Integrating operating conditions to develop a neural network for predicting organics removal and power density in an earthen microbial fuel cell treating leachate

Abstract

Nowadays, the acceptability of artificial neural networks (ANNs) to develop models for biological treatment systems has been broadened instead of the complex mechanistic mathematical model. The present study attempts to train neural networks to predict organics removal and power output from an earthen microbial fuel cell treating acidogenic leachate obtained from kitchen waste.

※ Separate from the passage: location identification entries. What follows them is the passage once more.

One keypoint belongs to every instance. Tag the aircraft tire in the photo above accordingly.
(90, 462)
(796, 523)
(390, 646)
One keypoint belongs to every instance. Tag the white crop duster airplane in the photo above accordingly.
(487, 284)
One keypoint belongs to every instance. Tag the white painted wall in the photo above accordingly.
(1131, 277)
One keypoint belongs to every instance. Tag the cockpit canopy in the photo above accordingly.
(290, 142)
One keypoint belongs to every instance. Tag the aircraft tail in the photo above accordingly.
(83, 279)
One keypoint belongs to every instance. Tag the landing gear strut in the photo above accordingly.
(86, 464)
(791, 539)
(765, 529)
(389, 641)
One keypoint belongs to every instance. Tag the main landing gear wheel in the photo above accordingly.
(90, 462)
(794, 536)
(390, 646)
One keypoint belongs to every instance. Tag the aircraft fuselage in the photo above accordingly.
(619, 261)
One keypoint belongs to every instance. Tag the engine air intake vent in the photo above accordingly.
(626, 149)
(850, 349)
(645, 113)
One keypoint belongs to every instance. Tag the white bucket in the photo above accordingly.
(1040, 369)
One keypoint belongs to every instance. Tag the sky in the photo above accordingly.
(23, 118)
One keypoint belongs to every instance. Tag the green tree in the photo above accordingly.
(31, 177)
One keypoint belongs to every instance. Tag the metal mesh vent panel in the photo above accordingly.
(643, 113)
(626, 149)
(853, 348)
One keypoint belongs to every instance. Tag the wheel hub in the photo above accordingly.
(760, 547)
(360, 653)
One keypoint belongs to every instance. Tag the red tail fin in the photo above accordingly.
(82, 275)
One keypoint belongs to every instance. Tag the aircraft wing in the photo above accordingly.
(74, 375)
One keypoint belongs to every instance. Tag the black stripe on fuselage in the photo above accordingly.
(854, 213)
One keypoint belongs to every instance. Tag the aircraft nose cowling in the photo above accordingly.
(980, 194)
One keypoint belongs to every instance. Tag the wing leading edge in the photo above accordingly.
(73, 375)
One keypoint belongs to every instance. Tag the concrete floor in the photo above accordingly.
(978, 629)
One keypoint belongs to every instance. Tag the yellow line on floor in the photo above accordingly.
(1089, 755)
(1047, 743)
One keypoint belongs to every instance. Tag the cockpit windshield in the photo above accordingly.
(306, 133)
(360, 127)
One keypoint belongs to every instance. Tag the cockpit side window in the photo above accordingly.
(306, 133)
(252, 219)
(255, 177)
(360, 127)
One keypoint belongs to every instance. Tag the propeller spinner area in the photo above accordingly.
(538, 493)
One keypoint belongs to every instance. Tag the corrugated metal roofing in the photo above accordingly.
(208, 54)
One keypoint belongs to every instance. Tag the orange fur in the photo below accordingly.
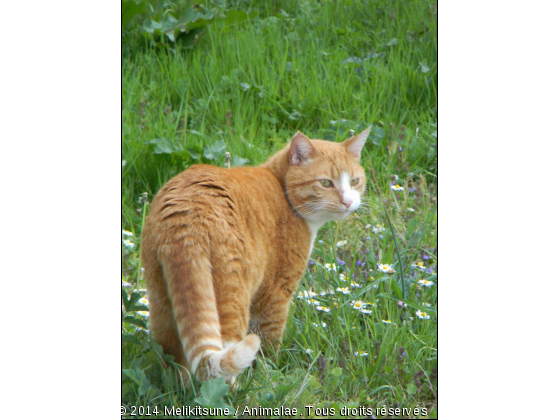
(224, 249)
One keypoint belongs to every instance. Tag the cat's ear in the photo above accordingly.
(355, 144)
(301, 149)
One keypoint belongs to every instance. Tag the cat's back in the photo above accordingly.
(215, 201)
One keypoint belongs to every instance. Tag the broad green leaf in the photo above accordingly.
(164, 146)
(131, 9)
(214, 151)
(239, 161)
(377, 135)
(212, 394)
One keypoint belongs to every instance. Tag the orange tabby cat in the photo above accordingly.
(224, 249)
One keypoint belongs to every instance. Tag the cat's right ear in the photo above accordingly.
(301, 149)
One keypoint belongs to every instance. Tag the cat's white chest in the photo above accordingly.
(313, 228)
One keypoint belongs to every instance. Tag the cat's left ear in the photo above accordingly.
(301, 149)
(355, 144)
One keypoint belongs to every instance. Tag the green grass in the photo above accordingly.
(323, 68)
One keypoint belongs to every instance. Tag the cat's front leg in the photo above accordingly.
(269, 314)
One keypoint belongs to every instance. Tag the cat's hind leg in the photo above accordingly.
(162, 322)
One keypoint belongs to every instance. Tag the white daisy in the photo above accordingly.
(330, 267)
(425, 283)
(422, 315)
(419, 265)
(358, 304)
(385, 268)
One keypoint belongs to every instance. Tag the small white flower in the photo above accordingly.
(330, 267)
(419, 265)
(425, 283)
(378, 228)
(358, 304)
(307, 294)
(385, 268)
(422, 315)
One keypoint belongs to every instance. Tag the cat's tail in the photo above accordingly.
(191, 289)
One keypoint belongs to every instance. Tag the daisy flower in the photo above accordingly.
(419, 265)
(425, 283)
(385, 268)
(307, 294)
(330, 267)
(358, 304)
(377, 228)
(422, 315)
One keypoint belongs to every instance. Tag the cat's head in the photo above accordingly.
(325, 180)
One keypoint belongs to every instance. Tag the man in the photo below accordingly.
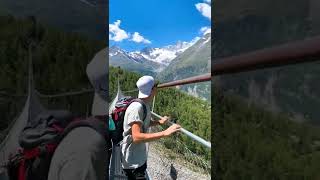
(82, 154)
(134, 147)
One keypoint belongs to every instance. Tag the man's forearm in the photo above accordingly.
(154, 123)
(146, 137)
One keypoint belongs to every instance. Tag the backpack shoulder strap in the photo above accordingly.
(144, 107)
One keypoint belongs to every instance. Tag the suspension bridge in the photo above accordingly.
(298, 52)
(33, 107)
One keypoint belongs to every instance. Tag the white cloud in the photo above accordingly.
(194, 40)
(116, 33)
(139, 39)
(205, 9)
(205, 30)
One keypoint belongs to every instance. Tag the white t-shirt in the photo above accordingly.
(134, 155)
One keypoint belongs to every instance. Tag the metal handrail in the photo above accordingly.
(189, 134)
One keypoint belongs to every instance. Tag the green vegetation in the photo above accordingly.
(59, 62)
(251, 143)
(192, 113)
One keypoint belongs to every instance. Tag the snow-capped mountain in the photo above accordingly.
(165, 54)
(136, 63)
(153, 60)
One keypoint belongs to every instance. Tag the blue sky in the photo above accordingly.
(134, 24)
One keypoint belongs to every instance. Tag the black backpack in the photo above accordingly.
(39, 139)
(117, 116)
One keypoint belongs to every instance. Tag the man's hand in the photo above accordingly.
(172, 129)
(163, 120)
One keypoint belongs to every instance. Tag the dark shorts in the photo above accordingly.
(138, 173)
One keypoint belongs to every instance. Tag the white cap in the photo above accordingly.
(145, 85)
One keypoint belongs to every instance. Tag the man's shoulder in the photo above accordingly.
(135, 106)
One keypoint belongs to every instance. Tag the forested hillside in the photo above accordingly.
(59, 62)
(192, 113)
(252, 143)
(245, 25)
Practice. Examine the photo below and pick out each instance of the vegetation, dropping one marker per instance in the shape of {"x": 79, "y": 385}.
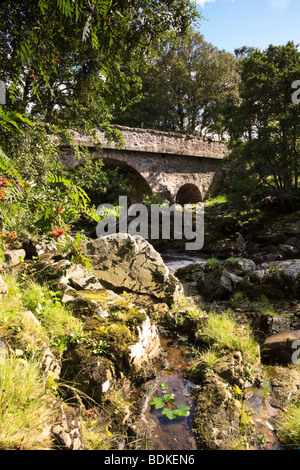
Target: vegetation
{"x": 66, "y": 66}
{"x": 263, "y": 125}
{"x": 288, "y": 427}
{"x": 221, "y": 334}
{"x": 185, "y": 88}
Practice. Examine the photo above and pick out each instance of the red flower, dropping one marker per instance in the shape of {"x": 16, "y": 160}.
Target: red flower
{"x": 3, "y": 182}
{"x": 57, "y": 233}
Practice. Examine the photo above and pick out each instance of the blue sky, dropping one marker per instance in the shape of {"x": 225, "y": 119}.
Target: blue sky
{"x": 230, "y": 24}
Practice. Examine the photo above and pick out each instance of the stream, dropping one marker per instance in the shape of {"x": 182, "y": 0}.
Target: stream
{"x": 177, "y": 433}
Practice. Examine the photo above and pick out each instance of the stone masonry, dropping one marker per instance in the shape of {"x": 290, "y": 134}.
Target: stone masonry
{"x": 181, "y": 168}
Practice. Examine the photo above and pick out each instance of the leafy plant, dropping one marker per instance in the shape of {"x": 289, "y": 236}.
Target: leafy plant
{"x": 169, "y": 411}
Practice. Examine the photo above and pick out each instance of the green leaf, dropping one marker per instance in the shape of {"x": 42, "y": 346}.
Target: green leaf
{"x": 169, "y": 397}
{"x": 168, "y": 413}
{"x": 158, "y": 403}
{"x": 184, "y": 410}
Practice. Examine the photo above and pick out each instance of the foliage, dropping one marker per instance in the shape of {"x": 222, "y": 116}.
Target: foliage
{"x": 185, "y": 87}
{"x": 25, "y": 410}
{"x": 167, "y": 403}
{"x": 264, "y": 130}
{"x": 288, "y": 427}
{"x": 66, "y": 66}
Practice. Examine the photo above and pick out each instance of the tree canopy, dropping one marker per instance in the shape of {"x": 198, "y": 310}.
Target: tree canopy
{"x": 264, "y": 127}
{"x": 185, "y": 88}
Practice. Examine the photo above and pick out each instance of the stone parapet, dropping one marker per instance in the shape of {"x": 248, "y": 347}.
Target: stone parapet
{"x": 152, "y": 141}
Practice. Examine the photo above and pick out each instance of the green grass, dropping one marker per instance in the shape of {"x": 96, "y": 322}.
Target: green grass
{"x": 288, "y": 427}
{"x": 57, "y": 321}
{"x": 223, "y": 335}
{"x": 25, "y": 406}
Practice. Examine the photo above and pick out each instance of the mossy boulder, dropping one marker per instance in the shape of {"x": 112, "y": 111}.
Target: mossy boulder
{"x": 120, "y": 342}
{"x": 277, "y": 280}
{"x": 217, "y": 415}
{"x": 124, "y": 262}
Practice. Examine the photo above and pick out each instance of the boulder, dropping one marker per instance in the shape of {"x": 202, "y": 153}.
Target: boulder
{"x": 281, "y": 348}
{"x": 124, "y": 262}
{"x": 217, "y": 415}
{"x": 239, "y": 266}
{"x": 216, "y": 283}
{"x": 277, "y": 280}
{"x": 39, "y": 246}
{"x": 14, "y": 257}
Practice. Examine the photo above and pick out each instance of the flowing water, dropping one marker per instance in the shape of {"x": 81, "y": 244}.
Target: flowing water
{"x": 175, "y": 434}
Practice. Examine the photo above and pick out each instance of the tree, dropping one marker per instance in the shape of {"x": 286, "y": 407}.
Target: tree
{"x": 71, "y": 62}
{"x": 66, "y": 64}
{"x": 185, "y": 87}
{"x": 264, "y": 126}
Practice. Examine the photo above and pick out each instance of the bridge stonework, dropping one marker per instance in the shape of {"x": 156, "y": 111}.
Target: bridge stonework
{"x": 181, "y": 168}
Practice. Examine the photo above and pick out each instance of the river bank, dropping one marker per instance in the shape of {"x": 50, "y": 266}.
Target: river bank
{"x": 148, "y": 322}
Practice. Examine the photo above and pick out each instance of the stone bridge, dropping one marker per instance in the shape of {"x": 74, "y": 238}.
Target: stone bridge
{"x": 181, "y": 168}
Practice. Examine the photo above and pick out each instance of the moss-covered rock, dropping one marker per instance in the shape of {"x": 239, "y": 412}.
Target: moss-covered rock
{"x": 217, "y": 415}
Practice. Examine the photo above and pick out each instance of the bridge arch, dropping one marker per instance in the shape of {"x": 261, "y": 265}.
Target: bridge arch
{"x": 135, "y": 178}
{"x": 189, "y": 193}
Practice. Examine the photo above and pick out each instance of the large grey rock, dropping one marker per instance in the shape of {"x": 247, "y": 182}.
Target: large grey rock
{"x": 281, "y": 348}
{"x": 277, "y": 280}
{"x": 14, "y": 257}
{"x": 124, "y": 262}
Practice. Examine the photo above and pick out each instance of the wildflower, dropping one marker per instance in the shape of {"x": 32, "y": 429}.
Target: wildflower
{"x": 13, "y": 235}
{"x": 3, "y": 182}
{"x": 57, "y": 232}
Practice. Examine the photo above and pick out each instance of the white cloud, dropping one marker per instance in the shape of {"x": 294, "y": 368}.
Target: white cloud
{"x": 202, "y": 3}
{"x": 278, "y": 4}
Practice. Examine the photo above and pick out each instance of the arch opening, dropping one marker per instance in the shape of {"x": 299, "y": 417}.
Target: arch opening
{"x": 188, "y": 194}
{"x": 139, "y": 186}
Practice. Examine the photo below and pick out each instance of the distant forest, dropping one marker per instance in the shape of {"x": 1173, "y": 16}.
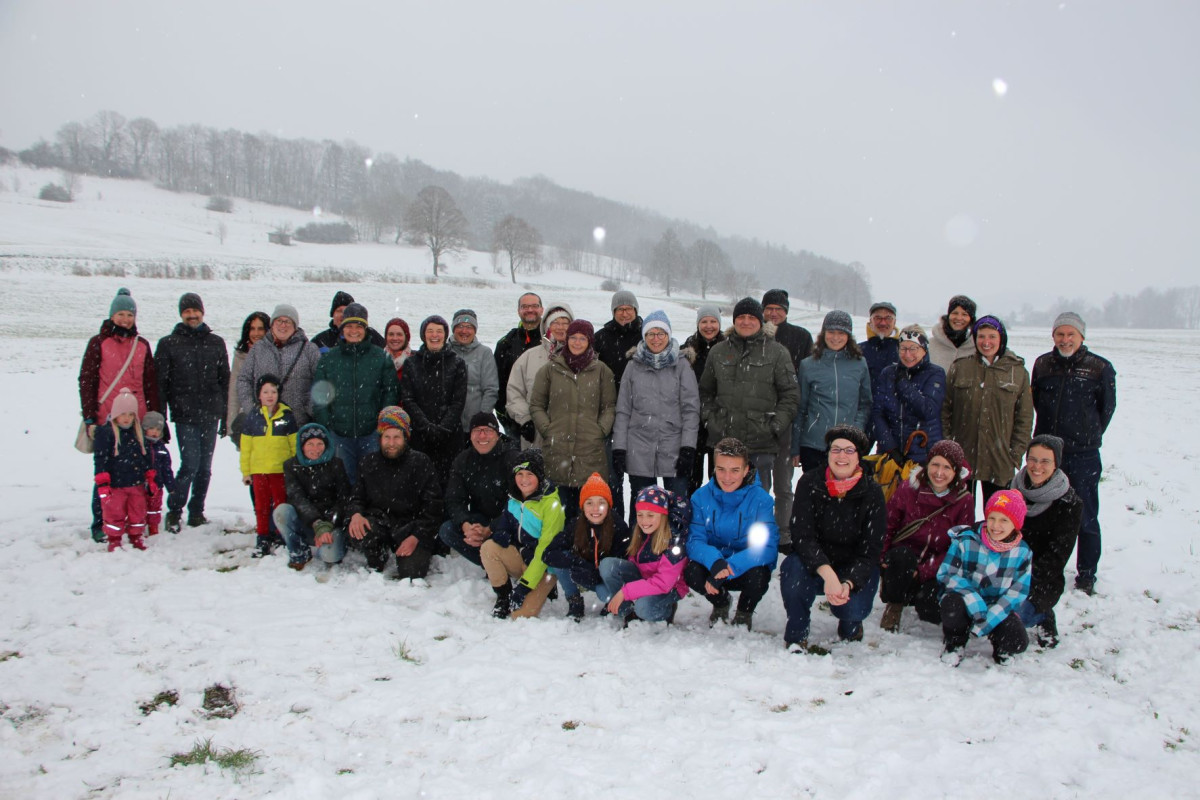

To model the effluent chemical oxygen demand (COD) and volatile fatty acid (VFA) values and power density, the study used four input parameters: influent COD, and VFA, hydraulic retention time, and anode electrode surface area. Among the multiple algorithms employed, the Bayesian inference proved to deliver a winning model to forecast the response variable with an overall high coefficient of determination of 0.9890. This high correlation for a biological system employing a real substrate, i.e. leachate, ensures the model’s reproducibility and adequacy. Additionally, the statistical error criteria for model efficacy showed acceptable values. Besides, the study performs validation runs with an error of approx. 11% with conservative predictions. Ultimately, the ANN model fared well in predicting the response for effluent COD and power output when compared with kinetic study (Han-Levenspiel) and statistical equation (from ANOVA) to the experimental values.